Problem with Nagios 4.1.2-Pre1 (nagios "busy loop")

jfrickson · Post by **jfrickson** » Wed Feb 03, 2016 11:18 am

MalcolmPreen wrote:I'm a little confused, as send_nsca has an inbuilt timeout.... (which I have upped to 120s due to historic issues.... this can be reduced if needed).

Does it make any sense that send_nsca should go into a loop if the network it is using should fail as it is using it ? I would have thought the message would be lost, and the script would just continue after "timeout" seconds ??

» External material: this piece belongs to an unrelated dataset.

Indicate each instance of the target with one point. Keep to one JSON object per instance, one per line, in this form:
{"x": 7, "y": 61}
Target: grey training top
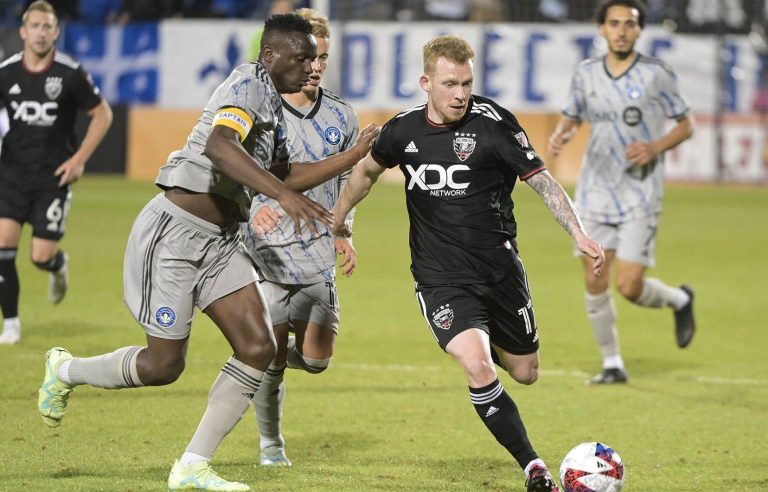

Is there anything I can do to debug send_nsca ?
How should I best "kill" it, if the problem recurs in the same way ?

Hmm, very odd. Yes, it should time out.

I did some research, and so far I found two instances of alarm() being blocked. One is (or was) a bug in the NVidia proprietary driver, and one is (or was) a bug in tcp wrappers. So it is possible for another program to block signals in send_nsca.

Get the PID of send_nsca then do the following (replacing 9999 with the actual PID):
# cat /proc/9999/status | grep "^SigBlk"
And post the results.

MalcolmPreen · Post by **MalcolmPreen** » Wed Feb 03, 2016 11:40 am

Thanks... by way of interest... I've "caught" a live one (not hung.... but proof of concept), and see the following;

Code: Select all

PID=7761
  PID TTY          TIME CMD
 7761 ?        00:00:00 send_nsca
Name:   send_nsca
State:  S (sleeping)
Tgid:   7761
Pid:    7761
PPid:   7760
TracerPid:      0
Uid:    500     500     500     500
Gid:    500     500     500     500
Utrace: 0
FDSize: 32
Groups: 500
VmPeak:     2420 kB
VmSize:     2388 kB
VmLck:         0 kB
VmHWM:       660 kB
VmRSS:       660 kB
VmData:      184 kB
VmStk:        92 kB
VmExe:        16 kB
VmLib:      2032 kB
VmPTE:        32 kB
VmSwap:        0 kB
Threads:        1
SigQ:   2/29661
SigPnd: 0000000000000000
ShdPnd: 0000000000000000
SigBlk: 0000000000000000
SigIgn: 0000000000001000
SigCgt: 0000000000002000
CapInh: 0000000000000000
CapPrm: 0000000000000000
CapEff: 0000000000000000
CapBnd: ffffffffffffffff
Cpus_allowed:   ff
Cpus_allowed_list:      0-7
Mems_allowed:   1
Mems_allowed_list:      0
voluntary_ctxt_switches:        2
nonvoluntary_ctxt_switches:     1

Obviously, that's not a hung one.... and I assume the above is as expected...

Will re-work the "kill" script, to capture this output should it recur...

Malcolm

hsmith · Post by **hsmith** » Wed Feb 03, 2016 3:45 pm

Let us know how it goes with reworking the script.

MalcolmPreen · Post by **MalcolmPreen** » Thu Feb 04, 2016 5:21 am

Quick update:

Overnight we had an issue with the VPN set-up, which resulted in a number of the tablets losing their VPN connect and re-starting it....

This does appear to provoke the problem.... so it may be reproducible in a relatively controlled environment...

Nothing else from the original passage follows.